High-dose chronomodulated infusion of 5-fluorouracil (5-FU) and folinic acid (FA) (FF5-16) in advanced colorectal cancer patients

The best way to deliver infusional 5-fluorouracil (5-FU) and folinic acid (FA) has yet to be determined. The aim of this prospective phase II trial was to verify the tolerability, activity and efficacy of chronomodulated 5-FU-FA (FF(5-16)) every 3 weeks in 48 untreated patients (group A), and 28 pretreated and four non-measurable, advanced colorectal cancer (ACC) patients (group B). The sinusoidal delivery of both drugs started at 10.00 p.m. and ended at 10.00 a.m., with peak flow at 4.00 a.m. for 5 consecutive days. The initial 5-FU dose was 900 mg/m(2)/day with intra-patient dose increase at 1,000 and 1,100 mg/m(2)/day, at the second and third course, respectively; FA was injected at a fixed dose of 150 mg/m(2)/day (Garufi et al.1997). Neither death from toxicity nor hematological toxicities were encountered. Maximal toxicity consisted of Grade 3 oral mucositis in 41% of patients, in only 8% of 535 courses.
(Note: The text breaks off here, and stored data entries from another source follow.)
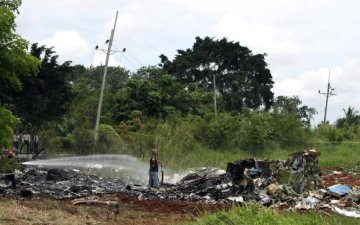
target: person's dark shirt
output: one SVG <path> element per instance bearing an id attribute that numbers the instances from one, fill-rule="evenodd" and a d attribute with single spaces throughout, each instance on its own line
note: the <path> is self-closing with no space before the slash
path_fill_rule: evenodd
<path id="1" fill-rule="evenodd" d="M 159 172 L 159 166 L 158 166 L 158 161 L 157 161 L 156 157 L 150 158 L 150 171 Z"/>

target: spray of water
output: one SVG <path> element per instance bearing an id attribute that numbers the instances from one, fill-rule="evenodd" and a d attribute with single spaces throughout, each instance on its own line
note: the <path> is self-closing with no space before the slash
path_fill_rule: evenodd
<path id="1" fill-rule="evenodd" d="M 144 180 L 148 167 L 130 155 L 89 155 L 24 162 L 24 165 L 114 171 Z"/>
<path id="2" fill-rule="evenodd" d="M 143 181 L 148 179 L 149 165 L 130 155 L 73 156 L 24 162 L 24 165 L 47 168 L 73 168 L 89 170 L 97 175 L 129 176 Z M 160 175 L 160 174 L 159 174 Z M 165 169 L 164 180 L 176 183 L 185 173 L 173 173 Z"/>

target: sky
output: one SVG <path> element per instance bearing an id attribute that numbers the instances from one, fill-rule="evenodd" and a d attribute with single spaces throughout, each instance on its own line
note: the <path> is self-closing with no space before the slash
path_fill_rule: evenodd
<path id="1" fill-rule="evenodd" d="M 240 42 L 267 53 L 275 96 L 299 96 L 324 116 L 329 71 L 336 95 L 327 119 L 349 106 L 360 111 L 360 1 L 358 0 L 23 0 L 17 32 L 53 46 L 60 61 L 101 65 L 119 12 L 110 65 L 135 71 L 172 59 L 196 36 Z M 126 48 L 126 52 L 120 50 Z"/>

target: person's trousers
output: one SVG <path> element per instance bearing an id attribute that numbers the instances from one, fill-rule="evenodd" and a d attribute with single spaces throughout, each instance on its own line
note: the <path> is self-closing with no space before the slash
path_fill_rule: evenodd
<path id="1" fill-rule="evenodd" d="M 25 145 L 26 145 L 26 154 L 30 153 L 30 141 L 24 141 Z"/>
<path id="2" fill-rule="evenodd" d="M 5 175 L 5 182 L 6 183 L 11 182 L 12 188 L 15 189 L 16 188 L 15 174 Z"/>
<path id="3" fill-rule="evenodd" d="M 14 142 L 13 142 L 13 147 L 15 148 L 16 151 L 19 151 L 19 142 L 18 142 L 18 141 L 14 141 Z"/>
<path id="4" fill-rule="evenodd" d="M 151 188 L 160 187 L 158 172 L 149 171 L 149 187 Z"/>

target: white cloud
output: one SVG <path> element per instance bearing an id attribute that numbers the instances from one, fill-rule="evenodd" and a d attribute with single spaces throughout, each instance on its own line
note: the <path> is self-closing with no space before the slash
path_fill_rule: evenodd
<path id="1" fill-rule="evenodd" d="M 255 54 L 267 53 L 266 62 L 275 79 L 289 77 L 289 71 L 302 63 L 301 42 L 294 38 L 292 27 L 280 28 L 271 21 L 249 22 L 238 14 L 221 17 L 216 30 L 219 36 L 238 41 Z"/>
<path id="2" fill-rule="evenodd" d="M 100 51 L 96 51 L 94 58 L 91 62 L 92 66 L 100 66 L 100 65 L 105 65 L 105 61 L 106 61 L 106 53 L 104 52 L 100 52 Z M 109 66 L 122 66 L 120 64 L 120 62 L 118 60 L 116 60 L 114 58 L 114 55 L 110 55 L 109 57 Z"/>
<path id="3" fill-rule="evenodd" d="M 343 65 L 331 68 L 331 87 L 336 96 L 329 99 L 328 120 L 334 122 L 343 117 L 343 108 L 348 106 L 360 108 L 360 93 L 357 91 L 360 83 L 360 59 L 351 60 Z M 324 115 L 325 96 L 320 95 L 318 90 L 326 92 L 329 68 L 308 71 L 300 74 L 297 78 L 280 80 L 274 85 L 276 96 L 297 95 L 304 104 L 314 107 L 318 111 L 315 122 L 319 123 Z"/>
<path id="4" fill-rule="evenodd" d="M 58 31 L 52 37 L 40 41 L 40 44 L 54 47 L 61 62 L 89 59 L 91 51 L 87 41 L 76 31 Z"/>
<path id="5" fill-rule="evenodd" d="M 286 39 L 286 32 L 290 31 L 281 32 L 265 23 L 249 23 L 239 15 L 222 17 L 216 27 L 221 36 L 239 41 L 255 53 L 266 52 L 269 53 L 269 57 L 286 55 L 286 59 L 289 59 L 289 56 L 299 51 L 297 43 Z"/>

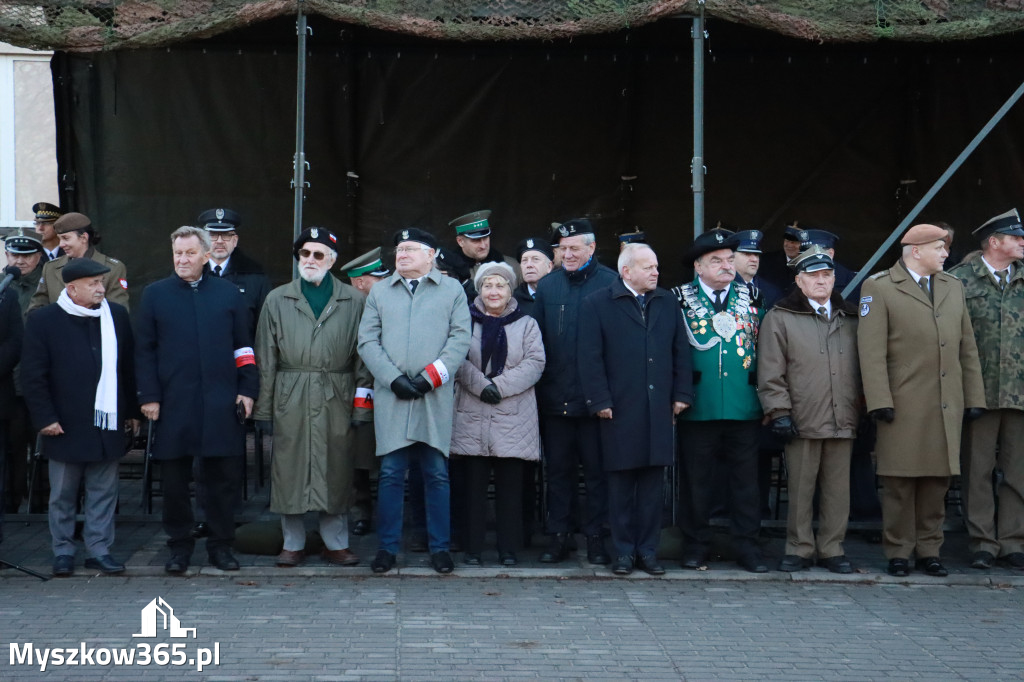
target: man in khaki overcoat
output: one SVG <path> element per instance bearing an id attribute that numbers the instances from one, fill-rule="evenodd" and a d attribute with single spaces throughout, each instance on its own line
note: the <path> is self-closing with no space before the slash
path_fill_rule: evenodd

It was possible to achieve objective responses in 31% of untreated patients, with a progression free survival (PFS) of 7 months, median survival of 14 months and a 2-year survival rate of 28%. Similar results for PFS and survival were obtained in pretreated patients as well. Univariate analysis and multivariate analysis showed that response was related to the occurrence of mucositis and diarrhea ( p=0.03 and p=0.0007) and to performance status (PS) ( p=0.01). Quality of life, measured with the EORTC QLQ-C30+3 questionnaire, was unaffected by treatment and was better in patients with good PS and responsiveness. In this chronomodulated FF(5-16) phase II study, the probability of obtaining a relevant tumor reduction was significantly correlated with a patient variable such as PS, and toxicity variables such as mucositis and diarrhea. This observation and the validation of predictive factors for QoL deserve further investigation in ACC patients.